One hundred years ago, women and men all over this country were crusading for a noble cause: women getting the right to vote. They were marching, advocating, writing letters to the editor, talking to their friends and neighbors and generally behaving in a less than respectable manner. Three years later, the pushy behavior paid off when one Tennessee state legislator, the son of a suffragist, decided to risk the censure and ridicule of his colleagues and vote for the 19th Amendment, thus assuring his mother – and all American women – the right to vote. Out of that crusade was born the League of Women Voters, which was determined to provide women, and eventually all voters, with the information they needed to make an informed decision about how to vote.
The organization grew and prospered, breaking new ground in how people connected with candidates, providing objective background information on the issues facing voters and a safe space for women who were interested in public policy to talk, network and advocate.
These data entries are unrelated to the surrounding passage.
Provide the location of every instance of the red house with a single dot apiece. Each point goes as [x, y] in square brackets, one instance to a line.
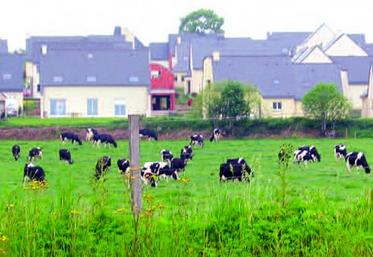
[163, 98]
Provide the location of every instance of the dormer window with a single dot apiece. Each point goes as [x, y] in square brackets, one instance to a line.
[91, 79]
[133, 79]
[57, 79]
[44, 49]
[7, 76]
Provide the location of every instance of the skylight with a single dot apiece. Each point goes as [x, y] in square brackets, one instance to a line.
[91, 79]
In the process, a leadership development program was created that women used to advocate and run for office. Times and demographics changed. The thrilling marches became “history,” safely in the past. We accomplished many good things but quietly, unobtrusively, and we never wanted to draw attention to ourselves by doing anything that might upset somebody. The membership was female, white, and upper middle class. And the League was more an embodiment of the “Tasteful Lady” than the ground troops of Carrie Chapman Catt.
Times and demographics changed again. Still doing good work but losing membership, we began to ask ourselves tough questions about who we were, where we were going and how to revitalize this organization. There was a gracious plenty of hand wringing, soul searching and endless talking. But slowly, by fits and starts, things began to change. We began reaching out to a more diverse membership base, trying new ways of working and getting much more assertive about our goals. We began to upset people and shrugged it off.
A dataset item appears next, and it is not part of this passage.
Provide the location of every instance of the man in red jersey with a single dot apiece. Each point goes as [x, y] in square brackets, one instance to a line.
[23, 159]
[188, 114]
Sometime in the past ten years, the ground shifted, although nobody noticed. As this election season played out, we were more visible than we had been in decades in the way we both provided voters with information and fearlessly fought assaults on voting rights. People joined us. After November 8th, more and more people came to us. Across the country, local Leagues and leadership began trying new ways to engage people, shaking up their structures to work more effectively and demanding that the national board provide the leadership to change what needed to be changed to make this organization charge into the 21st century.
That’s what we’re here to do. We have quite a job ahead of us. And, the organization is ready to go.